Liechtenstein: Domestic Corporate Taxation
Stamp Duty in Liechtenstein is levied according to Swiss legislation, which was substantially amended by the Swiss Federal Law on Stamp Duty 1993. There is a liability to stamp duty on the issue of shares and bonds. Zero rates apply to mergers and other corporate transformations. Issuance of foreign securities was relieved from stamping in 1993, but turnover tax applies (see below).
The rate of stamp duty on shares (the issue of capital in a corporation) is, at the time of writing, 1%; but the first CHF1m of any issue of capital (initial or subsequent) is exempt.
The transfer against payment of ownership in certain instruments (such as bonds, shares, participation certificates, shares in investment funds) are subject to the stamp duty as turnover tax, if one party or intermediary is a domestic securities dealer. The duty is calculated on the basis of the payment and is 0.15% for instruments issued by a domestic issuer and 0.3% for instruments issued by a foreign issuer. Tax liability rests with the domestic securities dealer.

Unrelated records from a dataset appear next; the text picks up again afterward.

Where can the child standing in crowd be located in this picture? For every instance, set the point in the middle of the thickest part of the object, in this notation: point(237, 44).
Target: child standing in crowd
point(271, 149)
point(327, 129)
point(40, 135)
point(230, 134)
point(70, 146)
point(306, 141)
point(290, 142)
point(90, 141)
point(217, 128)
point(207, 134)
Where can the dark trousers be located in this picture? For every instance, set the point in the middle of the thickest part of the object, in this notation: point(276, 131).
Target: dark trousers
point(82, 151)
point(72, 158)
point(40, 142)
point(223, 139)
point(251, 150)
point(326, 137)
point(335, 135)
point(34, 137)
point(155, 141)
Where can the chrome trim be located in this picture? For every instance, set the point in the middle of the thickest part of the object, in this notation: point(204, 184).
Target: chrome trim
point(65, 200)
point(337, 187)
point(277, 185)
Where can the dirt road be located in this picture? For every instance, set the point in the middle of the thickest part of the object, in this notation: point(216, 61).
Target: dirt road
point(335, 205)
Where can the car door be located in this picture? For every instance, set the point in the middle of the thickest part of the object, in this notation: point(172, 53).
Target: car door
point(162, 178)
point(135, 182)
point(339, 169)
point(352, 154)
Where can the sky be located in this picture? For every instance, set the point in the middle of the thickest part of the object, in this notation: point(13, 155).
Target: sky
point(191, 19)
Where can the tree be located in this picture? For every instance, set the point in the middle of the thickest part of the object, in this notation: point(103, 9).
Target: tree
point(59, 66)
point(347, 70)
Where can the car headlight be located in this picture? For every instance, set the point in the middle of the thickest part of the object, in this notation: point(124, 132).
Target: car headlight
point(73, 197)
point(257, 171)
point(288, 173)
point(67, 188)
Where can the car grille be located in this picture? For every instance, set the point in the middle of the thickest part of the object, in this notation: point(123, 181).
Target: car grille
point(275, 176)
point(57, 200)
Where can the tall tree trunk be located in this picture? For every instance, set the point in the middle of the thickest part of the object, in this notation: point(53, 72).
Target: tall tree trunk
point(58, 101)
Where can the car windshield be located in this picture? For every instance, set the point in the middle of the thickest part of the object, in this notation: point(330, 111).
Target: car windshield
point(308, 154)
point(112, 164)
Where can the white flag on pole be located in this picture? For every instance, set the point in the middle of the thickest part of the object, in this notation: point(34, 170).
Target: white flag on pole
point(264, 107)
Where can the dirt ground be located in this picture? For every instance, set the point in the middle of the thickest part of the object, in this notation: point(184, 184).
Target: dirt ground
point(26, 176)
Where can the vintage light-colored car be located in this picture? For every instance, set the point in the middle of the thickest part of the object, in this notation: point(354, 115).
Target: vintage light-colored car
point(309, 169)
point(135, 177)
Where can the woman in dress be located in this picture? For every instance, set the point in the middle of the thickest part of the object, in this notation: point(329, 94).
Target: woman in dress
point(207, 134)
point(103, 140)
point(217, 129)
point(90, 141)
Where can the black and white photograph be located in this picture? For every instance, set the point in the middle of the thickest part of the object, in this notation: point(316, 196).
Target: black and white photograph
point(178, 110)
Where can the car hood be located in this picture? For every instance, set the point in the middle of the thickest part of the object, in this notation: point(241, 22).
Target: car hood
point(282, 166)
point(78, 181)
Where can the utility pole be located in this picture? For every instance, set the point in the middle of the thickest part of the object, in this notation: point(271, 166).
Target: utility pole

In general, all insurance premium payments for policies belonging to the domestic portfolio of a supervised insurer are subject to the tax on insurance premiums. In addition, premium payments for policies concluded by a domestic policyholder with a foreign non-supervised insurer are subject to tax. Due to a comprehensive list of exemptions, generally only premium payments for liability and vehicle damage insurance as well as for certain property insurance are still subject to tax, but not premium payments for personal insurance. The tax is calculated on the cash premium and is in general 5%, or 2.5% for single premium redeemable life insurance.